RICHMOND, Va. (WTVR)--Twice in one day a branch fell from an oak tree, clipping the power to a house on Smith Avenue.
Thursday afternoon's storm delivered the third blow, when a renter was told how fast the lights got turned back on would be up to her.
"What am I supposed to do with this?" asked Beth Aberneathy.
She said it was one bad thing after another Thursday. She woke up with no power because a branch from the same tree had fallen on her lines.
"It was real windy and the tree was bending," she said.
Then a big storm rolled through less than two hours after crews had restored power from the morning mishap. That was the second blow.
But she says the real punch to the gut came when a Dominion power crew told her she would have to hire someone to help fix it.
"They told me the power wouldn't be back on until I install something on the side of my house, which I have no idea how to do," Aberneathy said. "So I guess I have to just be without power."

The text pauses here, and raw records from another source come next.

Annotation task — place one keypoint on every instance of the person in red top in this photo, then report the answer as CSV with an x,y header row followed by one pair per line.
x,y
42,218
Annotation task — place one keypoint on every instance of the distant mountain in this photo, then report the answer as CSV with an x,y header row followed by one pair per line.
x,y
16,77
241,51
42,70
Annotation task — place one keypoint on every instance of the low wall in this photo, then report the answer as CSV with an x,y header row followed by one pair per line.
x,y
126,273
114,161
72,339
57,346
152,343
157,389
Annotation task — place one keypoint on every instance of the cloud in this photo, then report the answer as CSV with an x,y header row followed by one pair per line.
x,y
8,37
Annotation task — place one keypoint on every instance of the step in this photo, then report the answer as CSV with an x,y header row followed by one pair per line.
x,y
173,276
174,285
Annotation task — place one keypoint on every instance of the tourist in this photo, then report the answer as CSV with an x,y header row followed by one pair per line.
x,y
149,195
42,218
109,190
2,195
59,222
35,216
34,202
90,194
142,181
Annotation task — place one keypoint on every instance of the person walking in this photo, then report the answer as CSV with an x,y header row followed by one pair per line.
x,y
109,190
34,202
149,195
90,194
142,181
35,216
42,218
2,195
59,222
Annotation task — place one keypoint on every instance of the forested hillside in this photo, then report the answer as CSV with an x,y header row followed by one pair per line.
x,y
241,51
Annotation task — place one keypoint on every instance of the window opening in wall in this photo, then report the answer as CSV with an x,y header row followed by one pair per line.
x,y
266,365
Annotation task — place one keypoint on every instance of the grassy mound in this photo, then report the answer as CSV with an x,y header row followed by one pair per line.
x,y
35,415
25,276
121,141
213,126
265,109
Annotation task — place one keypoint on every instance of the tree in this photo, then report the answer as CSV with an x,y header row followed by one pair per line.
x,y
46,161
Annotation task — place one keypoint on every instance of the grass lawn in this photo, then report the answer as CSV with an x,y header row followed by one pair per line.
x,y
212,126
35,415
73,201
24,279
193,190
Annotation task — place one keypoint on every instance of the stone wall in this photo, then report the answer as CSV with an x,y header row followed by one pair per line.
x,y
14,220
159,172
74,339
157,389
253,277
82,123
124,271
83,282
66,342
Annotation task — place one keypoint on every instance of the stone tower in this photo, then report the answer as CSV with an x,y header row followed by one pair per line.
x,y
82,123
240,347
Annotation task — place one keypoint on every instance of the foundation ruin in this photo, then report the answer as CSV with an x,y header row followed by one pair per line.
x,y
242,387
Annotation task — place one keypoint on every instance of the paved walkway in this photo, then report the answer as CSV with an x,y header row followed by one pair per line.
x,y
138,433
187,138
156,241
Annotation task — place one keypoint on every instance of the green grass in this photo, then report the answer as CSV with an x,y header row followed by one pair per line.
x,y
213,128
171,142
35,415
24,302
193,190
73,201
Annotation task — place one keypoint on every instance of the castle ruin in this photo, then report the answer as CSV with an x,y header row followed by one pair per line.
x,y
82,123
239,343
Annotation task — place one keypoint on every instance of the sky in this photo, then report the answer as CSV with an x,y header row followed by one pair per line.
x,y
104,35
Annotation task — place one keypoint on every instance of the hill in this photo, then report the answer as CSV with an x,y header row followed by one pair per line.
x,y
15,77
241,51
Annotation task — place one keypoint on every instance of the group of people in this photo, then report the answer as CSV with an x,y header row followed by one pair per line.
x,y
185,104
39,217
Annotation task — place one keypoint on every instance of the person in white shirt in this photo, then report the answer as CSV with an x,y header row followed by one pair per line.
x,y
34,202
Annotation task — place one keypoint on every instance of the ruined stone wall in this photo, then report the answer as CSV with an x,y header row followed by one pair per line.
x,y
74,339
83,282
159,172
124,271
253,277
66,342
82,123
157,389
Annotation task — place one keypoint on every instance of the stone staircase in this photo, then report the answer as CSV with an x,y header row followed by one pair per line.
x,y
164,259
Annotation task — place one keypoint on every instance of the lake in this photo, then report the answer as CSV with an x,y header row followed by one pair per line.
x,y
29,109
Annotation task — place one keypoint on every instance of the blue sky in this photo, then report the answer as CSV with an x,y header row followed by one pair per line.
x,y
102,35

When the branch from a large oak tree branch fell, not only did it damage the house next door and several power lines, it also ripped an eyelet from Aberneathy's home. Now that hardware has to be replaced in order to re-string the power line, which the power company says it's not authorized to do.
So fire crews roped off the area on Smith Avenue until a power crew could cut the energized line. "It's taken down a few lines from Dominion Virginia Power and they're on the ground, so we have to keep folks away and safe," said Richmond District Chief Rocky Hudson.
It was a quick hit from a mid-May storm, leaving the question of who's responsible tangled in the debris.
"I have no idea, none whatsoever," said Aberneathy. Complicating the matter further is that the homeowner is hospitalized, in North Carolina.
Firefighters were blaming straight-line winds for the damage.